In the same month Booker, along with Democratic Representatives Adam Smith and Pramila Jayapal of Washington, reintroduced the "Dignity for Detained Immigrants Act," legislation that would require immigration authorities to provide evidence that migrants are dangerous, or a flight risk before putting them in a detention center.
The move was billed by the lawmakers as a direct response to the Trump administration and Attorney General William Barr's decision to withhold bail from asylum seekers.
"The fact that Barr wants to strip asylum seekers of their right to due process violates our Constitution and our country's values," Booker said at the time.
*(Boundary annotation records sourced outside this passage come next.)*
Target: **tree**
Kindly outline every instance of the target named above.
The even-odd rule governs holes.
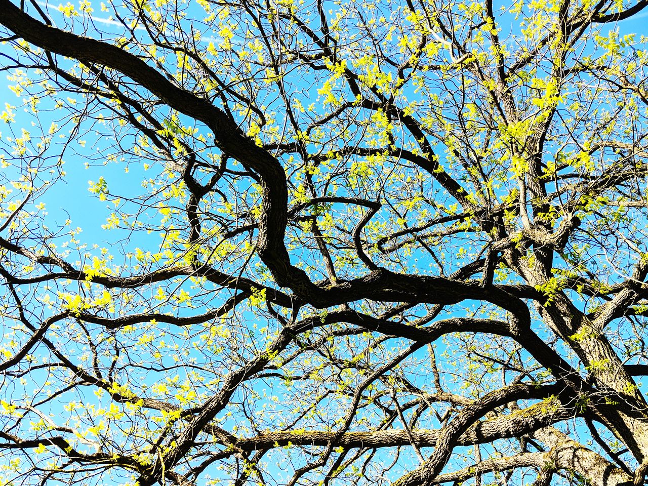
[[[0,0],[3,484],[643,484],[647,5]]]

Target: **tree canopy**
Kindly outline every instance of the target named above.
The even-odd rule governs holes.
[[[0,0],[0,483],[643,484],[647,6]]]

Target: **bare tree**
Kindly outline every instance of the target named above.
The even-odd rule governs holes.
[[[0,482],[643,484],[647,6],[0,0]]]

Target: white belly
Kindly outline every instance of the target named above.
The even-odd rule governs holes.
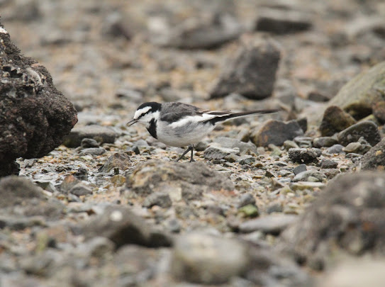
[[[189,122],[183,126],[170,127],[169,124],[157,123],[157,140],[172,147],[186,147],[196,145],[214,129],[211,123]]]

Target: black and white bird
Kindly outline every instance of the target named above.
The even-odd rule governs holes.
[[[127,125],[135,123],[145,125],[150,134],[157,140],[172,147],[188,149],[193,162],[194,145],[199,142],[211,132],[218,123],[247,116],[275,113],[279,110],[259,110],[234,113],[230,111],[207,111],[183,103],[144,103],[136,111]]]

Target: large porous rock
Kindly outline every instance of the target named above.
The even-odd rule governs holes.
[[[77,122],[48,71],[21,55],[1,24],[0,101],[0,176],[17,173],[18,157],[47,154]]]
[[[272,40],[258,39],[245,43],[229,63],[211,91],[211,98],[231,93],[260,100],[269,97],[275,82],[280,59],[277,44]]]
[[[43,216],[49,220],[61,217],[64,206],[58,201],[47,199],[43,190],[24,177],[9,176],[0,180],[0,216],[5,221],[26,223],[28,217]]]
[[[108,206],[103,213],[84,223],[80,229],[86,238],[102,236],[111,240],[116,247],[128,244],[149,247],[172,244],[168,234],[148,225],[125,206]]]
[[[296,223],[281,234],[279,248],[316,269],[332,253],[385,254],[385,174],[344,174],[330,183]]]
[[[210,191],[232,191],[234,185],[223,174],[201,162],[149,160],[138,166],[127,179],[127,187],[140,195],[166,192],[172,198],[197,198]]]
[[[361,158],[362,169],[385,170],[385,137]]]
[[[356,119],[372,112],[376,103],[385,100],[385,62],[377,64],[346,84],[330,101]]]

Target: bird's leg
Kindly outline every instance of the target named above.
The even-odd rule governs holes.
[[[191,147],[191,157],[190,157],[190,162],[195,162],[195,160],[194,160],[193,159],[193,156],[194,156],[194,145],[189,145],[189,147]]]
[[[194,146],[192,145],[189,145],[189,148],[184,151],[184,152],[179,157],[178,159],[177,159],[175,162],[179,162],[179,159],[181,159],[184,155],[189,152],[190,150],[192,152],[192,150],[194,150]]]

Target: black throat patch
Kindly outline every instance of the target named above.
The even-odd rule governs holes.
[[[148,128],[147,128],[147,130],[148,130],[148,133],[150,133],[150,135],[152,136],[152,137],[155,137],[157,139],[157,120],[155,120],[155,118],[152,118],[150,121],[150,125]]]

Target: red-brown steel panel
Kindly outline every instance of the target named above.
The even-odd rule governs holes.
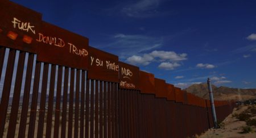
[[[19,53],[19,61],[18,61],[17,73],[16,74],[15,84],[11,104],[11,114],[8,127],[7,137],[14,137],[17,122],[18,111],[19,104],[19,97],[20,96],[21,85],[24,70],[24,64],[25,62],[26,53]]]
[[[111,84],[111,133],[112,137],[115,138],[115,83]]]
[[[27,123],[30,87],[31,85],[32,72],[33,70],[34,57],[34,54],[28,54],[28,60],[27,65],[27,72],[26,74],[25,86],[24,87],[23,99],[22,101],[22,108],[20,115],[19,134],[18,136],[19,138],[23,138],[25,137],[26,127],[22,126],[25,126]],[[35,74],[35,76],[36,76],[36,74]]]
[[[39,115],[38,120],[38,127],[37,131],[37,137],[42,138],[43,137],[43,130],[44,130],[44,116],[46,112],[46,95],[47,92],[47,85],[48,85],[48,73],[49,72],[49,64],[44,64],[44,69],[43,71],[43,80],[42,83],[42,90],[41,90],[41,98],[40,99],[40,108],[39,108]],[[35,120],[33,122],[35,123]],[[34,128],[31,128],[32,129],[28,129],[28,133],[34,133],[32,132],[34,131]],[[32,136],[34,135],[32,135]]]
[[[76,70],[76,92],[75,92],[75,128],[74,128],[74,137],[79,137],[79,93],[80,93],[80,74],[81,70]]]
[[[34,135],[40,71],[41,62],[36,62],[35,70],[35,78],[34,80],[33,93],[32,94],[31,107],[30,110],[30,124],[28,126],[28,137],[32,137]]]
[[[51,68],[51,79],[48,101],[47,120],[46,122],[46,137],[50,137],[52,132],[52,110],[53,108],[54,89],[55,86],[56,65],[52,65]]]
[[[75,69],[71,68],[70,75],[69,102],[68,105],[68,137],[73,136],[73,110],[74,104]]]
[[[103,138],[104,127],[104,96],[103,96],[103,81],[100,82],[100,138]]]
[[[9,101],[10,93],[11,91],[11,81],[13,80],[13,74],[14,68],[14,62],[15,60],[16,50],[10,49],[8,56],[8,61],[5,74],[5,82],[2,93],[2,98],[0,104],[0,137],[3,135],[5,129],[5,124],[6,119],[6,114]]]
[[[120,87],[139,89],[139,68],[122,62],[119,62]]]
[[[174,87],[174,91],[175,94],[175,101],[177,102],[184,102],[184,93],[179,87]]]
[[[42,14],[9,1],[0,2],[0,45],[33,53]]]
[[[69,68],[65,67],[64,80],[63,86],[63,99],[62,103],[62,116],[61,116],[61,137],[65,138],[66,136],[67,124],[67,102],[68,101],[68,89],[69,80]]]
[[[142,93],[155,94],[155,77],[153,74],[140,70],[139,83]]]
[[[90,137],[94,137],[94,94],[95,94],[95,80],[90,80]]]
[[[167,98],[167,89],[166,81],[155,78],[155,97],[156,98]]]
[[[38,61],[88,69],[88,38],[43,22],[36,40]]]
[[[60,99],[61,97],[61,85],[62,85],[62,74],[63,72],[63,66],[58,66],[58,74],[57,80],[57,91],[56,96],[55,107],[55,118],[54,121],[53,137],[59,137],[59,132],[60,127]]]
[[[82,70],[81,87],[81,109],[80,109],[80,137],[84,137],[84,105],[85,97],[85,83],[86,80],[86,72],[85,70]]]
[[[5,60],[5,51],[6,48],[0,46],[0,76],[2,76],[2,72],[3,71],[3,60]],[[0,77],[0,81],[1,81]]]
[[[103,95],[104,95],[104,137],[108,136],[108,82],[103,82]]]
[[[188,104],[188,95],[186,91],[183,90],[184,94],[184,104]]]
[[[167,89],[167,100],[175,101],[174,86],[171,84],[166,83],[166,87]]]
[[[111,82],[106,83],[108,83],[108,138],[111,138]]]
[[[99,108],[99,83],[100,81],[96,81],[96,86],[95,86],[95,137],[98,137],[98,108]]]
[[[89,47],[88,78],[118,82],[118,57]]]

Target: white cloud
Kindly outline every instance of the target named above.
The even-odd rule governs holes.
[[[212,78],[210,78],[210,80],[214,81],[218,81],[222,80],[224,79],[226,79],[226,77],[222,76],[220,77],[213,77]]]
[[[196,65],[196,67],[200,68],[205,68],[205,69],[212,69],[212,68],[215,68],[216,66],[213,65],[209,64],[199,63]]]
[[[171,63],[171,62],[162,62],[158,68],[165,70],[174,70],[175,68],[180,66],[180,64],[177,63]]]
[[[214,82],[213,83],[216,85],[219,85],[223,83],[231,83],[232,81],[228,80],[221,80]]]
[[[250,57],[251,56],[251,55],[250,55],[250,54],[248,54],[248,55],[243,55],[243,57],[244,57],[244,58],[247,58],[247,57]]]
[[[158,13],[160,0],[141,0],[135,3],[127,5],[121,9],[121,12],[133,18],[151,17]]]
[[[251,34],[246,37],[247,39],[249,40],[256,40],[256,34]]]
[[[172,70],[180,66],[177,62],[187,59],[186,53],[177,54],[173,51],[154,51],[143,56],[134,55],[127,58],[126,61],[133,65],[147,65],[153,61],[163,62],[158,66],[160,69]]]
[[[180,61],[187,60],[186,53],[177,54],[173,51],[154,51],[152,52],[150,55],[159,57],[163,60],[170,60],[172,61]]]
[[[135,55],[129,57],[127,58],[126,61],[133,65],[147,65],[153,60],[154,58],[152,56],[145,54],[142,57]]]
[[[183,76],[178,76],[175,77],[175,78],[176,78],[176,79],[183,78],[184,78]]]
[[[161,37],[123,34],[112,36],[110,39],[112,42],[107,45],[101,45],[102,46],[99,47],[101,49],[112,53],[114,52],[114,54],[118,55],[120,58],[123,59],[160,47],[163,43]]]
[[[175,87],[180,87],[182,89],[185,89],[185,88],[189,87],[191,85],[200,84],[200,83],[202,83],[202,82],[180,82],[180,83],[177,83],[174,84],[174,85],[175,86]]]
[[[242,82],[246,85],[251,83],[250,82],[247,82],[247,81],[242,81]]]

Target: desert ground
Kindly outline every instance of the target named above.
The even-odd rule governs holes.
[[[212,128],[196,137],[256,137],[256,106],[242,105],[235,108],[218,126],[220,128]]]

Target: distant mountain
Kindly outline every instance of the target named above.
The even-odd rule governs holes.
[[[256,98],[256,89],[242,89],[212,85],[215,100],[246,100]],[[194,84],[184,89],[204,99],[209,99],[207,83]]]

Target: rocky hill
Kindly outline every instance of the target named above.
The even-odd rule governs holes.
[[[212,85],[215,100],[243,101],[256,98],[256,89],[242,89]],[[194,84],[185,89],[187,92],[204,99],[209,99],[207,83]]]

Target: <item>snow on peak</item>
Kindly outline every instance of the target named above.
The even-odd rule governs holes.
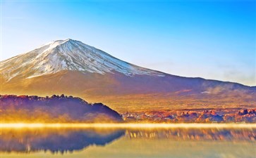
[[[32,78],[62,70],[102,74],[118,72],[126,76],[164,76],[162,72],[128,63],[71,39],[52,41],[28,53],[1,61],[0,67],[0,73],[8,80],[18,75]]]

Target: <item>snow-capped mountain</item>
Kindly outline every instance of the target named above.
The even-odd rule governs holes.
[[[142,68],[117,59],[109,54],[72,39],[55,41],[25,54],[0,62],[1,75],[8,80],[16,76],[32,78],[62,70],[95,72],[118,72],[127,76],[164,73]],[[27,70],[24,74],[24,70]]]
[[[65,93],[118,111],[256,107],[256,87],[140,67],[72,39],[1,61],[0,90],[1,94]]]

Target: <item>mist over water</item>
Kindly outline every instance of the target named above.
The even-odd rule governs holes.
[[[2,129],[4,157],[255,157],[255,129]]]

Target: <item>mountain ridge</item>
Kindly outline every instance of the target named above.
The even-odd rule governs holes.
[[[5,60],[0,67],[2,94],[66,93],[117,110],[159,104],[168,108],[256,106],[256,86],[154,71],[72,39]]]

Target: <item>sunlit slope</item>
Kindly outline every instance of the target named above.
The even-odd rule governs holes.
[[[256,88],[140,67],[67,39],[0,62],[1,93],[73,95],[116,110],[256,107]]]

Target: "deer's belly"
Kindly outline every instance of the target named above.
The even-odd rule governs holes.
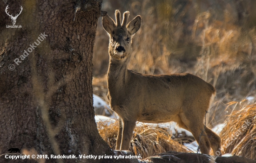
[[[176,113],[166,111],[156,112],[146,112],[141,114],[137,120],[143,123],[166,123],[171,121],[175,121],[177,117]]]

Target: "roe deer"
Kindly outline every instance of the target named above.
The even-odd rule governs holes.
[[[129,149],[137,121],[174,121],[192,132],[200,142],[202,153],[209,154],[211,147],[215,155],[221,147],[221,139],[208,127],[203,130],[205,114],[214,98],[215,88],[190,74],[147,75],[128,69],[132,38],[141,23],[141,16],[137,16],[127,24],[129,15],[128,11],[123,13],[121,24],[118,10],[116,22],[108,15],[102,19],[109,36],[108,98],[111,109],[120,117],[116,150]]]

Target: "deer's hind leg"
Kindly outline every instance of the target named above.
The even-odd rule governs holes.
[[[136,126],[136,121],[122,119],[123,131],[121,150],[129,150],[133,134],[133,130]]]
[[[120,150],[121,142],[122,141],[122,133],[123,132],[123,122],[121,118],[119,118],[119,127],[118,134],[117,134],[117,139],[116,140],[116,145],[115,150]]]
[[[205,132],[211,143],[211,147],[213,151],[213,155],[222,156],[221,151],[221,138],[211,129],[206,127]]]
[[[188,113],[188,114],[181,113],[180,116],[182,121],[188,127],[188,130],[192,133],[197,142],[201,152],[209,155],[211,148],[211,144],[206,132],[204,131],[204,115],[203,114],[202,116],[199,116],[199,115],[195,116],[193,114],[193,113],[189,112]]]

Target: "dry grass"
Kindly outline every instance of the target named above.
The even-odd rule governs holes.
[[[212,127],[230,114],[227,103],[256,96],[256,30],[249,25],[249,19],[237,23],[236,9],[240,5],[232,0],[213,1],[210,7],[205,1],[124,0],[129,5],[105,1],[102,10],[112,18],[116,9],[129,11],[129,20],[141,16],[128,69],[147,74],[190,73],[213,84],[217,95],[210,112]],[[254,13],[256,2],[243,2]],[[253,19],[250,15],[248,19]],[[94,50],[94,77],[107,73],[108,39],[100,19]],[[94,91],[106,100],[107,89],[102,85],[94,87]]]
[[[226,120],[227,125],[220,134],[222,150],[256,160],[256,103],[245,105],[244,102],[229,103],[240,106],[240,109]]]
[[[210,83],[216,87],[217,94],[209,112],[209,124],[213,127],[230,120],[225,130],[232,134],[235,131],[232,130],[243,125],[236,124],[238,120],[236,122],[234,114],[240,113],[240,116],[236,116],[242,121],[243,117],[252,117],[246,112],[253,109],[247,109],[250,108],[249,106],[243,109],[238,104],[230,106],[229,102],[240,101],[249,96],[256,97],[256,28],[254,24],[256,22],[256,1],[243,0],[237,4],[229,0],[211,1],[210,5],[208,1],[124,0],[121,2],[108,0],[104,1],[102,10],[108,11],[112,18],[116,9],[121,12],[129,11],[129,20],[137,15],[141,16],[141,28],[133,38],[128,69],[147,74],[190,73]],[[237,17],[237,8],[242,5],[247,10],[243,13],[248,12],[248,14],[244,15],[246,17],[241,20]],[[99,20],[94,50],[94,93],[107,101],[108,90],[104,80],[108,66],[108,39]],[[117,125],[115,127],[117,128]],[[108,127],[100,131],[104,133],[101,134],[101,136],[113,148],[117,128],[115,133]],[[141,130],[140,132],[144,134],[143,128]],[[247,138],[254,135],[255,139],[251,141],[255,141],[255,135],[252,134],[246,135],[243,132],[239,137],[242,139],[236,139],[235,145],[230,145],[225,151],[230,149],[230,152],[234,151],[232,153],[244,156],[247,151],[248,155],[255,152],[252,148],[255,144],[249,142],[249,144]],[[222,135],[225,144],[229,135]],[[155,140],[152,138],[150,138]],[[168,136],[166,139],[172,141]],[[133,140],[134,144],[137,144],[135,138]],[[155,145],[153,142],[148,141],[148,145]],[[243,142],[247,143],[243,145],[244,153],[236,150],[242,150],[239,145],[244,144]],[[131,145],[133,147],[133,144]],[[135,151],[143,150],[139,148]]]
[[[110,125],[107,124],[109,122],[108,121],[99,122],[97,124],[98,129],[103,139],[111,148],[115,149],[118,132],[118,122],[117,121]],[[152,127],[145,124],[137,126],[129,150],[135,155],[140,155],[143,158],[168,151],[190,151],[177,141],[172,140],[171,137],[167,130],[161,127]]]

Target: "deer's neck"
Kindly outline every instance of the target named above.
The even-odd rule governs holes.
[[[110,58],[108,71],[108,88],[110,94],[122,90],[125,87],[124,85],[127,83],[129,73],[127,69],[127,60],[121,63],[113,61]]]

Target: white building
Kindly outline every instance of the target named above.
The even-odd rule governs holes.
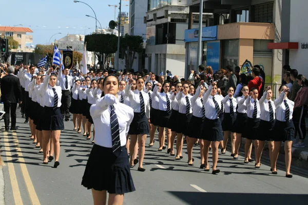
[[[59,50],[65,50],[69,48],[73,51],[83,53],[84,49],[85,35],[79,34],[67,34],[66,36],[55,41]],[[94,55],[91,52],[87,51],[88,64],[94,65]]]
[[[146,1],[145,1],[146,2]],[[188,29],[187,0],[148,0],[145,68],[159,74],[167,70],[185,76],[184,32]]]
[[[129,31],[131,35],[139,35],[143,38],[145,48],[146,25],[144,18],[147,12],[148,3],[145,0],[130,0],[129,4]],[[137,54],[132,67],[137,71],[145,68],[144,58],[142,54]]]

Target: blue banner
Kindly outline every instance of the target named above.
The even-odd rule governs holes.
[[[185,42],[198,42],[199,28],[185,30]],[[217,39],[217,26],[202,28],[202,41]]]
[[[214,73],[219,70],[220,56],[220,42],[207,42],[206,66],[211,66]]]

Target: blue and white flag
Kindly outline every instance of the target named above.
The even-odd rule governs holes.
[[[46,63],[47,63],[47,55],[43,58],[42,58],[41,60],[40,60],[40,63],[37,64],[37,67],[40,68],[43,66],[45,66]]]

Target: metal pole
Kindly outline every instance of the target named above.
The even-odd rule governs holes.
[[[121,32],[121,5],[122,0],[120,0],[120,7],[119,7],[119,26],[118,26],[118,51],[116,54],[116,61],[114,62],[115,69],[119,70],[119,61],[120,60],[120,34]]]
[[[198,39],[198,66],[202,63],[202,14],[203,12],[203,1],[200,0],[199,10],[199,30]],[[198,71],[198,70],[197,71]]]

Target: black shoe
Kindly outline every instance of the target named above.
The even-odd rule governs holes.
[[[220,170],[213,170],[212,172],[212,174],[218,174],[219,172],[220,172]]]
[[[49,157],[48,157],[48,161],[52,161],[52,160],[53,159],[53,156],[49,156]]]
[[[145,169],[139,167],[137,170],[138,170],[139,172],[144,172],[145,171]]]
[[[133,160],[133,164],[134,165],[137,165],[139,162],[139,160],[138,160],[138,159],[134,159]]]
[[[54,162],[54,164],[53,165],[53,167],[54,168],[56,168],[57,167],[57,166],[59,166],[59,165],[60,165],[60,162],[59,162],[59,161],[56,161]]]

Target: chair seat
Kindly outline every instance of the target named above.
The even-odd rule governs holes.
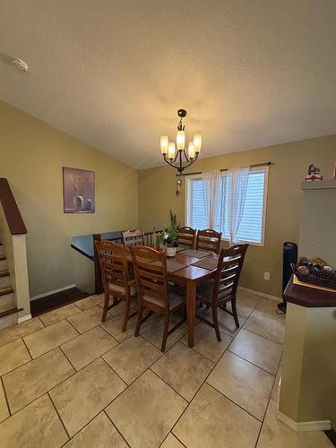
[[[183,294],[183,291],[178,291],[173,288],[168,289],[168,294],[169,294],[169,309],[173,310],[177,306],[179,306],[182,305],[184,302],[185,302],[185,296]],[[146,300],[146,302],[151,302],[154,305],[157,305],[158,306],[161,306],[164,308],[164,302],[163,299],[162,301],[152,297],[151,296],[147,296],[147,294],[143,295],[143,300]]]
[[[116,285],[115,283],[108,283],[108,289],[110,292],[119,292],[120,294],[125,295],[125,287],[122,285]],[[136,294],[135,286],[130,286],[130,293],[131,296],[134,296]]]
[[[202,302],[212,303],[213,301],[213,285],[215,280],[210,280],[197,288],[197,300]],[[219,302],[228,302],[231,298],[232,289],[219,293]]]

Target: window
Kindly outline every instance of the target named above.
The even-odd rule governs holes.
[[[268,167],[254,168],[248,175],[243,218],[237,234],[239,241],[263,246],[267,180]],[[220,177],[220,207],[215,230],[222,232],[223,238],[228,239],[229,177],[225,172]],[[187,178],[185,221],[186,225],[193,228],[207,228],[202,180],[197,176]]]

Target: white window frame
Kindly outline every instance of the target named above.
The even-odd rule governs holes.
[[[252,168],[251,171],[264,171],[265,181],[263,184],[263,223],[262,223],[262,241],[261,243],[254,243],[251,241],[239,240],[239,243],[247,243],[251,246],[257,246],[263,247],[265,246],[265,232],[266,232],[266,214],[267,214],[267,195],[268,195],[268,179],[269,179],[269,167],[255,167]],[[192,227],[191,216],[193,210],[193,179],[202,179],[202,176],[194,174],[186,177],[185,181],[185,226]],[[190,200],[189,200],[190,198]],[[221,237],[222,241],[228,241],[228,238]]]

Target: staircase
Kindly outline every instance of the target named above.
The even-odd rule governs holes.
[[[0,330],[17,323],[15,293],[11,285],[11,275],[7,270],[7,260],[4,246],[0,243]]]

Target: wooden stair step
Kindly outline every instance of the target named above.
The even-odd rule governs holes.
[[[4,317],[5,315],[11,315],[13,314],[14,313],[19,313],[19,311],[22,311],[23,308],[17,308],[16,306],[14,308],[9,308],[5,311],[2,311],[0,313],[0,317]]]
[[[14,292],[13,288],[5,286],[4,288],[0,289],[0,297],[6,296],[7,294],[12,294],[13,292]]]

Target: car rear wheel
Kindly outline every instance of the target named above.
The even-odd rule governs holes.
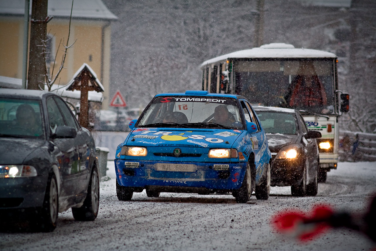
[[[305,196],[307,189],[307,168],[306,164],[307,160],[306,160],[304,164],[304,168],[303,170],[303,178],[299,185],[294,185],[291,186],[291,195],[300,197]]]
[[[267,200],[270,193],[270,165],[268,163],[266,175],[263,177],[261,184],[256,186],[256,196],[258,200]]]
[[[146,195],[148,197],[159,197],[161,193],[146,189]]]
[[[252,193],[252,180],[251,167],[249,162],[247,164],[246,174],[244,176],[241,186],[232,193],[238,203],[245,203],[250,198]]]
[[[99,208],[99,177],[96,168],[91,173],[88,194],[83,204],[78,208],[72,208],[73,218],[76,220],[94,220],[97,218]]]
[[[35,219],[35,227],[37,231],[52,232],[56,228],[59,208],[59,197],[56,177],[52,173],[50,174],[43,205],[40,214]]]
[[[116,195],[119,200],[130,200],[133,196],[133,191],[127,187],[121,186],[116,180]]]
[[[317,169],[315,173],[315,179],[313,182],[307,185],[306,194],[310,196],[316,196],[317,194],[317,188],[318,184],[318,172]]]

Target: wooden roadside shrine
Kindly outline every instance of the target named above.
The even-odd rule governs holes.
[[[103,86],[97,78],[95,72],[86,63],[84,63],[80,67],[68,86],[67,88],[68,90],[76,90],[81,92],[78,122],[82,126],[89,129],[88,92],[89,91],[96,91],[97,92],[104,92],[105,89]]]

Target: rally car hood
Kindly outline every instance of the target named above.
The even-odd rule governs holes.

Trump remains a unifying factor even as points of division remain
But despite consensus on the broad themes of immigration reform, points of division among the Democratic field remain.
One such sticking point is exactly what the candidates would do with the controversial U.S. Immigration and Customs Enforcement, a target of progressive ire, especially leading up to the 2018 midterms.
Castro's plan would reconstitute the agency and split it in half while "re-assigning enforcement functions within the Enforcement and Removal Operations to other agencies, including the Department of Justice," while O'Rourke's would "create an independent Border Oversight Commission and a Border Community Liaison to promote 'transparency and accountability in law enforcement for ICE and Customs and Border Protection agency.'"
Gillibrand has proposed giving ICE a "new name and a new directive,” while Harris, in a June 2018 interview with MSNBC, stopped short of abolishing the agency, but adding that government should "reexamine ICE and its role."
But if there's one thing that unites Democrats on the issue of immigration, it's their shared willingness to express their opposition to Trump's policies, honing in on his administration's enforcement of a "zero-tolerance" policy that led to the separation of some immigrant children from their families.
"That was a human rights abuse being committed by the United States government and it is against the morals and values of who we are as a nation," Harris said during a nationally-televised town hall on Tuesday.
This president and this administration's policies "here at home and abroad have been an absolute disaster. ...You don't get kids in cages at the border until you have dehumanized them in the eyes of your fellow Americans," O'Rourke said at another nationally-televised town hall on CNN earlier this month.